Last month, however, the commission reversed the ALJ’s decision and ruled that a double-blind clinical study should be required to support disease prevention and treatment claims for a food product, such as those that POM allegedly made. While the litigation surrounding this issue makes for interesting reading, what is significant from a brand perspective is that without any statutory changes or judicial rulings the FTC has been insisting on this level of substantiation for these types of claims in virtually every enforcement action it has brought in the last several years. Those who have been closely following the evolution of these consent decrees could see the writing on the wall for quite some time.
A second area in which the FTC has set new standards is that of disclosures. As many readers may know, the FTC is currently in the process of revising its Dot Com Disclosure guidelines, and recently held an industry-wide workshop to assist in that process. While the industry anxiously awaits publication of those revised guides, a recent enforcement action involving a company called Green Millionaire likely provides some guidance of what is to come and insight into what the FTC is likely to consider adequate disclosure for online offers.

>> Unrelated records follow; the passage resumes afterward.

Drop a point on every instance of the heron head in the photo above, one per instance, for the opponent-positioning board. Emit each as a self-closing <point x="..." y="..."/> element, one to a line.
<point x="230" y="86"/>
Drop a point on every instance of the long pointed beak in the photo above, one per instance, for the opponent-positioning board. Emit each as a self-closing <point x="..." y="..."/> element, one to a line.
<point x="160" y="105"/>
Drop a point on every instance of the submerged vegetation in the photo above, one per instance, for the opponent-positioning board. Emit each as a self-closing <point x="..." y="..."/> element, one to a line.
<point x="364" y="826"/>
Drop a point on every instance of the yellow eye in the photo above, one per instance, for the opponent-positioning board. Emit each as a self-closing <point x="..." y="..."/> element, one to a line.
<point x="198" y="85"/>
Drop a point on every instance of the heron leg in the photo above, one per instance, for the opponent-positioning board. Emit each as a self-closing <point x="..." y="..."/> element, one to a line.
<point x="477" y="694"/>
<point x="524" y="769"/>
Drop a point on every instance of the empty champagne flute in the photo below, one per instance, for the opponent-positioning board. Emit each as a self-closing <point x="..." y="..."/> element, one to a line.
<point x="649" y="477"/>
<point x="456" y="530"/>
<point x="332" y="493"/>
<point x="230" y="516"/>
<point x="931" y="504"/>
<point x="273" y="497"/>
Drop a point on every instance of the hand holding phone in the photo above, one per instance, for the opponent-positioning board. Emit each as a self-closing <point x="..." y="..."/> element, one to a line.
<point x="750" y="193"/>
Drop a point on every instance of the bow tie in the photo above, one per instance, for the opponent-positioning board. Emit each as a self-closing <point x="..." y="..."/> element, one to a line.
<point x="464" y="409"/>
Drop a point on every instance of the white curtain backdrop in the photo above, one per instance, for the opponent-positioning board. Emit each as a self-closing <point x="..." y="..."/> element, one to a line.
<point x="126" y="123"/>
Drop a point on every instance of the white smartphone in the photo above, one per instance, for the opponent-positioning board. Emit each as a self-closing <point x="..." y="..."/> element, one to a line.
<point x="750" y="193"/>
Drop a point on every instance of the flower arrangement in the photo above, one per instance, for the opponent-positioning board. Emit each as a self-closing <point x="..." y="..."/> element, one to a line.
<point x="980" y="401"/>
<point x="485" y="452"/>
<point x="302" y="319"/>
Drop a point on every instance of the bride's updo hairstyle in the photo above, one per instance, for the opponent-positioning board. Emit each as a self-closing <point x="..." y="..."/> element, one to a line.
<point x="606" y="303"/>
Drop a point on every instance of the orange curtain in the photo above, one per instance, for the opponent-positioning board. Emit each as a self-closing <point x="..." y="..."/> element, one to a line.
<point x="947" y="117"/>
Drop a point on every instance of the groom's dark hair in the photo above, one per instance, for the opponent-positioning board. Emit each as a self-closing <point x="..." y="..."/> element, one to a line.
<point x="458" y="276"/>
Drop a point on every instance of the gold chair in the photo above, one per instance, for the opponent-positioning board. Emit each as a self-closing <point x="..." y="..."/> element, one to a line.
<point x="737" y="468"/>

In that case, which involved online sales of an electronic magazine on a continuous subscription basis, the FTC inserted two disclosure requirements in the consent order that brands should take particular note of. The first is a requirement that certain key terms of the offer, and only those offer terms be stated in a distinct paragraph. This is indicative of the FTC’s preferred layering approach to disclosures, in which the most salient information is to be presented in a standalone paragraph unencumbered by other extraneous copy or denser text that will make it more difficult to read.
Secondly, the consent order requires that the consumer check a box that appears immediately below this disclosure paragraph in order to indicate affirmative consent to the offer. Again, while there is currently no legal requirement for such an explicit disclosure or consent mechanism, the FTC has publicly directed marketers to read these provisions of the consent order for guidance as to what the commission’s views are respecting “clear and conspicuous” disclosure.
The third area in which the FTC has provided guidance by consent order is that of “up to claims.” Historically, both the FTC and the National Advertising Division of the Better Business Bureau have generally held that an advertiser can make “up to” savings or similar claims as long as 10 percent of consumers would achieve the maximum advertised savings. The FTC unveiled a more stringent policy regarding “up to” savings claims in connection with consent orders issued against five companies that made “up to” energy savings claims for their replacement window products. These orders prohibit the companies from making “up to” energy savings claims in the future unless “all or almost all” consumers are likely to achieve the maximum savings promised.
The FTC followed the announcement of these consent orders with a report based on copy testing it had conducted on the challenged ads supporting its view that consumers are likely to interpret such claims to mean that all or almost all consumers are likely to achieve the maximum results advertised. Marketers making “up to” claims in the future should be mindful of this shift in the FTC’s position.
As the FTC continues to aggressively pursue enforcement actions, corporate counsel should routinely monitor its consent orders to obtain important insight into how the agency is likely to view their own company’s marketing activities.